Everyone wants to know what it was like from the men who actually built the bomb, and while this is fascinating it isn't enough for me, nor should it be for you. I can't look at greatness without thinking about the sacrifices they had to make to get there. How many days did they miss with their families? Did they make every moment count or did they expect them to be waiting for them? Were they a parent or were they simply an adult who lived in the same house? This book showed the struggles and the triumphs of the families of Los Alamos. These women were taken away from their families and their friends and forced to adapt. With military families you are volunteering for this life but in the science community you might not be expecting it. They became military families and yet not quite. They didn't fit the box since their husbands and fathers were civilians so they didn't get all the things that go with it. These are the stories that need to be told. NOT just about great people doing great things but of the families who sacrifice their happiness and their youth for these great people.
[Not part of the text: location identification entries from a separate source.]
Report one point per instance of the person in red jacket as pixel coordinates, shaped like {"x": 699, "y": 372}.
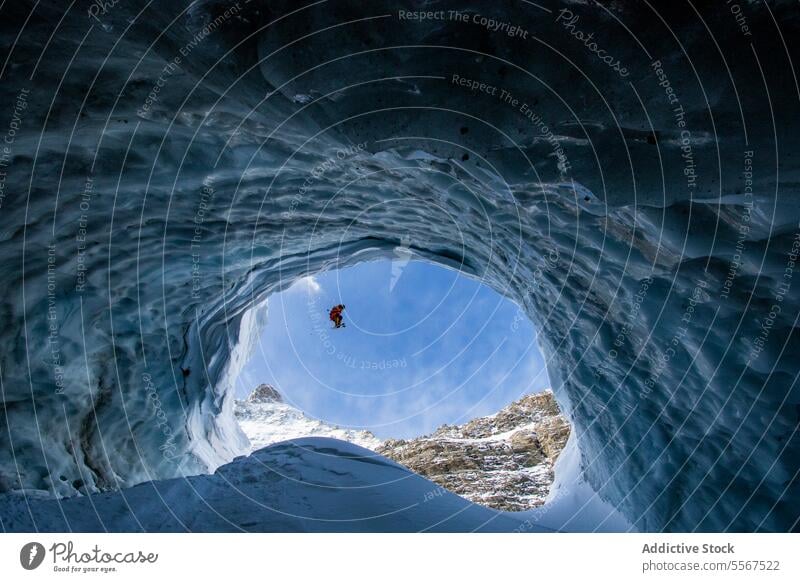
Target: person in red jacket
{"x": 336, "y": 316}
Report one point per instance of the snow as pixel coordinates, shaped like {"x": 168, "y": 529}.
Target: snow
{"x": 306, "y": 485}
{"x": 142, "y": 245}
{"x": 272, "y": 422}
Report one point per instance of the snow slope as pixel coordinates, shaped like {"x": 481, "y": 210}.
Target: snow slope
{"x": 310, "y": 485}
{"x": 269, "y": 420}
{"x": 647, "y": 225}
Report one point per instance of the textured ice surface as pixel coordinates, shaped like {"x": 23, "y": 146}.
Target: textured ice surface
{"x": 140, "y": 234}
{"x": 311, "y": 484}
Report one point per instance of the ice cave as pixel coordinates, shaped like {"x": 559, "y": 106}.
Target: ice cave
{"x": 626, "y": 172}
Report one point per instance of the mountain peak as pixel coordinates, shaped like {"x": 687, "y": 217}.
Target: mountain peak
{"x": 264, "y": 393}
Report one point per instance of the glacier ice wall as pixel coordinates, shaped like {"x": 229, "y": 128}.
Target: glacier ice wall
{"x": 165, "y": 167}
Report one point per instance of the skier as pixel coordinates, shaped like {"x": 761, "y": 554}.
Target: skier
{"x": 336, "y": 316}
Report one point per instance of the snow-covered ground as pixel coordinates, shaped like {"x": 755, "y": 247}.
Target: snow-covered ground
{"x": 306, "y": 485}
{"x": 268, "y": 419}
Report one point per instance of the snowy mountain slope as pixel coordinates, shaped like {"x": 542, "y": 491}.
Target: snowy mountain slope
{"x": 304, "y": 485}
{"x": 504, "y": 461}
{"x": 267, "y": 419}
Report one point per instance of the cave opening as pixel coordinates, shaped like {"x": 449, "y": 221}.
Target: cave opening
{"x": 432, "y": 368}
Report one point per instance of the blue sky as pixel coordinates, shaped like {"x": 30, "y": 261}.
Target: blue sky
{"x": 423, "y": 346}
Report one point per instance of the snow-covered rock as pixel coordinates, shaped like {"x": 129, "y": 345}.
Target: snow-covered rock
{"x": 266, "y": 419}
{"x": 648, "y": 224}
{"x": 310, "y": 485}
{"x": 504, "y": 461}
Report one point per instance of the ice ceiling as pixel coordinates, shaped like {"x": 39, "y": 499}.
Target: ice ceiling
{"x": 626, "y": 172}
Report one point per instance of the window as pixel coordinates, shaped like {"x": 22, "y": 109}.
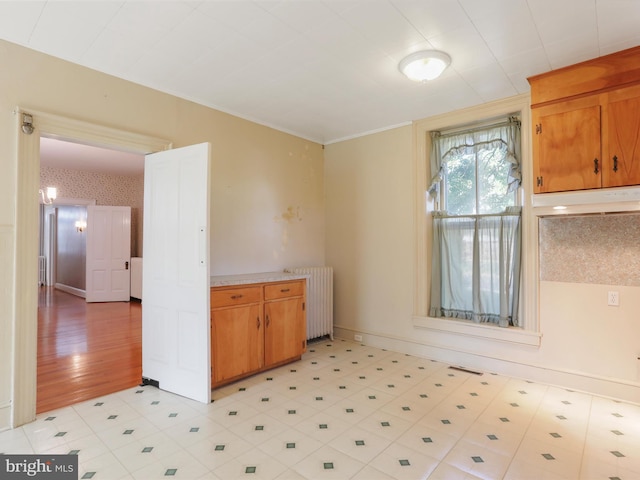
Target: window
{"x": 476, "y": 249}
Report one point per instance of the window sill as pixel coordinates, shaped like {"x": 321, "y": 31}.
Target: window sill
{"x": 470, "y": 329}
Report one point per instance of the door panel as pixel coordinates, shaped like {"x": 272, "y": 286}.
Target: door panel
{"x": 108, "y": 253}
{"x": 175, "y": 272}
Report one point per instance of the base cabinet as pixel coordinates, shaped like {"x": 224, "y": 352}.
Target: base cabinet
{"x": 255, "y": 328}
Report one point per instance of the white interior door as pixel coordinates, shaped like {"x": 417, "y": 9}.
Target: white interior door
{"x": 175, "y": 272}
{"x": 108, "y": 253}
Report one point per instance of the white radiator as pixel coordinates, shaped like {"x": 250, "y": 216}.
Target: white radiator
{"x": 42, "y": 270}
{"x": 319, "y": 300}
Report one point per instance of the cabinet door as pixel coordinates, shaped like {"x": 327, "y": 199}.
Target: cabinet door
{"x": 623, "y": 133}
{"x": 567, "y": 153}
{"x": 237, "y": 345}
{"x": 285, "y": 320}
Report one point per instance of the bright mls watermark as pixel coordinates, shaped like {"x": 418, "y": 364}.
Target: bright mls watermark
{"x": 45, "y": 467}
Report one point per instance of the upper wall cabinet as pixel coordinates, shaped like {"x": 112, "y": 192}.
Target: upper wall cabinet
{"x": 586, "y": 124}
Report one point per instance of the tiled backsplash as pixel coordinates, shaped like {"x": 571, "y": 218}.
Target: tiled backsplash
{"x": 600, "y": 249}
{"x": 106, "y": 189}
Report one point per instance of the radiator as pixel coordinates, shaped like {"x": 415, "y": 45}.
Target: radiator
{"x": 42, "y": 270}
{"x": 319, "y": 300}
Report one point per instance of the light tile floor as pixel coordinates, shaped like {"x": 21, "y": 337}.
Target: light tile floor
{"x": 347, "y": 411}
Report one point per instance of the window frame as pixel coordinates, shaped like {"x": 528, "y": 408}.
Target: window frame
{"x": 529, "y": 332}
{"x": 442, "y": 201}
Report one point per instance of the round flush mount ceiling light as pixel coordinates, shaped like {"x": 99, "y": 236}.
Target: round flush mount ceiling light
{"x": 424, "y": 65}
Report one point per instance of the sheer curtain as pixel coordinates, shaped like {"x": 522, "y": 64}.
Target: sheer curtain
{"x": 476, "y": 258}
{"x": 476, "y": 267}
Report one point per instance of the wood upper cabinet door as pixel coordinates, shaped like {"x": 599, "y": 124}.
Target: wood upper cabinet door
{"x": 623, "y": 134}
{"x": 567, "y": 153}
{"x": 237, "y": 346}
{"x": 284, "y": 321}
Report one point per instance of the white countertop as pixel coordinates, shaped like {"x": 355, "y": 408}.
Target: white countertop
{"x": 246, "y": 278}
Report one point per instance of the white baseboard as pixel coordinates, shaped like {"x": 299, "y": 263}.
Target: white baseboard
{"x": 618, "y": 389}
{"x": 72, "y": 290}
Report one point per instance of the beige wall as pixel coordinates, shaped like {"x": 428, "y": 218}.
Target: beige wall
{"x": 369, "y": 185}
{"x": 257, "y": 174}
{"x": 584, "y": 344}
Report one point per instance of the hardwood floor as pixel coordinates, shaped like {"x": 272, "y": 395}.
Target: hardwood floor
{"x": 85, "y": 350}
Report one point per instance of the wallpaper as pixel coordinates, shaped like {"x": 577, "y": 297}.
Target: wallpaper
{"x": 106, "y": 189}
{"x": 600, "y": 249}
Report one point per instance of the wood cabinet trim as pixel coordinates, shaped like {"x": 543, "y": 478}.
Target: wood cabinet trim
{"x": 600, "y": 74}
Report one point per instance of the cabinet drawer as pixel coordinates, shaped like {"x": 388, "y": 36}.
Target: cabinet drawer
{"x": 283, "y": 290}
{"x": 235, "y": 296}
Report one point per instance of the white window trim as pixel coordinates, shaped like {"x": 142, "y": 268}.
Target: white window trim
{"x": 529, "y": 333}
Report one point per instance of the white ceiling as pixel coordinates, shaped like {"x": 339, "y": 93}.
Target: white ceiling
{"x": 325, "y": 70}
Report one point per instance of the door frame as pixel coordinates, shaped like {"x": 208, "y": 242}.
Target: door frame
{"x": 24, "y": 367}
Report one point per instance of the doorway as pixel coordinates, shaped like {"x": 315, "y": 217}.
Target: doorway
{"x": 85, "y": 351}
{"x": 23, "y": 405}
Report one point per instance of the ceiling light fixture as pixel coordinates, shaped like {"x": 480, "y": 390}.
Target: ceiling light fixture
{"x": 424, "y": 65}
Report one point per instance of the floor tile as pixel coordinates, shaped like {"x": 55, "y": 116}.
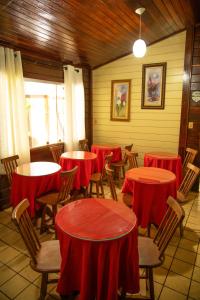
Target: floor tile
{"x": 169, "y": 294}
{"x": 160, "y": 275}
{"x": 32, "y": 292}
{"x": 29, "y": 274}
{"x": 8, "y": 254}
{"x": 188, "y": 245}
{"x": 194, "y": 290}
{"x": 185, "y": 255}
{"x": 196, "y": 274}
{"x": 177, "y": 282}
{"x": 6, "y": 273}
{"x": 19, "y": 262}
{"x": 14, "y": 286}
{"x": 182, "y": 268}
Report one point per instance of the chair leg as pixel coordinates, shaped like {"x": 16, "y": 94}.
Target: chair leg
{"x": 43, "y": 289}
{"x": 43, "y": 223}
{"x": 151, "y": 285}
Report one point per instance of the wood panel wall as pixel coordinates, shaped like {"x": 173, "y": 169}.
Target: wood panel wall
{"x": 148, "y": 129}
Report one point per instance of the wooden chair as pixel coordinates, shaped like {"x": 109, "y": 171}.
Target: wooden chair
{"x": 188, "y": 181}
{"x": 97, "y": 178}
{"x": 189, "y": 158}
{"x": 121, "y": 197}
{"x": 61, "y": 197}
{"x": 151, "y": 251}
{"x": 10, "y": 163}
{"x": 83, "y": 145}
{"x": 45, "y": 256}
{"x": 119, "y": 166}
{"x": 56, "y": 151}
{"x": 132, "y": 159}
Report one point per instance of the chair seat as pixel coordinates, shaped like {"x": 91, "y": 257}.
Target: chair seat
{"x": 48, "y": 258}
{"x": 50, "y": 198}
{"x": 95, "y": 177}
{"x": 120, "y": 163}
{"x": 125, "y": 198}
{"x": 148, "y": 253}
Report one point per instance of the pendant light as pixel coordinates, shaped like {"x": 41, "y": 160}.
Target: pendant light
{"x": 139, "y": 46}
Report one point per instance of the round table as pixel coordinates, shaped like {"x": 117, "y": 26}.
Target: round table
{"x": 98, "y": 243}
{"x": 85, "y": 162}
{"x": 31, "y": 180}
{"x": 150, "y": 188}
{"x": 102, "y": 150}
{"x": 165, "y": 160}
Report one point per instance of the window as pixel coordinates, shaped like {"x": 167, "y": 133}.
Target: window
{"x": 44, "y": 102}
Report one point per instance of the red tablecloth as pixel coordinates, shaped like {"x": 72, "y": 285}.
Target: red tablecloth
{"x": 164, "y": 160}
{"x": 150, "y": 188}
{"x": 98, "y": 243}
{"x": 102, "y": 150}
{"x": 33, "y": 180}
{"x": 85, "y": 162}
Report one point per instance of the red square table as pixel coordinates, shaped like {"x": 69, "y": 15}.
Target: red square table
{"x": 85, "y": 162}
{"x": 150, "y": 188}
{"x": 102, "y": 150}
{"x": 165, "y": 160}
{"x": 98, "y": 244}
{"x": 32, "y": 180}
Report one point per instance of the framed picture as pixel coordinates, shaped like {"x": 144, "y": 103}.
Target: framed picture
{"x": 120, "y": 100}
{"x": 153, "y": 86}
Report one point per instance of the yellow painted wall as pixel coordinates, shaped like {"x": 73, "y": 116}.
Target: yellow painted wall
{"x": 148, "y": 129}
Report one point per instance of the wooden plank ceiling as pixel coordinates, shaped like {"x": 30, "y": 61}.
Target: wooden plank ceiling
{"x": 91, "y": 32}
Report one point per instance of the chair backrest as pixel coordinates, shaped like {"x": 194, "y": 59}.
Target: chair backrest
{"x": 83, "y": 145}
{"x": 67, "y": 180}
{"x": 129, "y": 148}
{"x": 169, "y": 224}
{"x": 109, "y": 174}
{"x": 189, "y": 157}
{"x": 56, "y": 152}
{"x": 188, "y": 181}
{"x": 22, "y": 220}
{"x": 107, "y": 160}
{"x": 132, "y": 159}
{"x": 10, "y": 163}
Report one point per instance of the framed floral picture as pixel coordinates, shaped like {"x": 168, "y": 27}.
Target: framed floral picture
{"x": 120, "y": 100}
{"x": 153, "y": 86}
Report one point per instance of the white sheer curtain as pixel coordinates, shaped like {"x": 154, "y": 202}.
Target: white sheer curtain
{"x": 13, "y": 118}
{"x": 74, "y": 111}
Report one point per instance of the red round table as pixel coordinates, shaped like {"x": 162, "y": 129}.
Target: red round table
{"x": 164, "y": 160}
{"x": 102, "y": 150}
{"x": 98, "y": 244}
{"x": 150, "y": 188}
{"x": 85, "y": 162}
{"x": 31, "y": 180}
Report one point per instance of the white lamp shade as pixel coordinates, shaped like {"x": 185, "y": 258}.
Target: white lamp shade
{"x": 139, "y": 48}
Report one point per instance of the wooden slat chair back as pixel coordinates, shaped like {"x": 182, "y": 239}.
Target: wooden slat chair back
{"x": 55, "y": 198}
{"x": 45, "y": 256}
{"x": 56, "y": 152}
{"x": 132, "y": 159}
{"x": 168, "y": 226}
{"x": 83, "y": 145}
{"x": 10, "y": 163}
{"x": 189, "y": 158}
{"x": 109, "y": 174}
{"x": 151, "y": 251}
{"x": 188, "y": 181}
{"x": 121, "y": 197}
{"x": 119, "y": 166}
{"x": 97, "y": 178}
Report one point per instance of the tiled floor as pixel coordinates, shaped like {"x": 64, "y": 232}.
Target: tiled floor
{"x": 177, "y": 279}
This story was a great view into the mind of women who either had to bond or further isolate themselves. Each of them bound by simply not knowing what secret they were protecting. This life was hard and exhausting, that really comes through on the page. Take the time, accept the Plural First and enjoy the crap out of this book. Because of the risk of you giving up after a few chapters, I would say borrow it at your local library or KindleUnlimted it. If you like it buy it, if not then feel free to let me know why.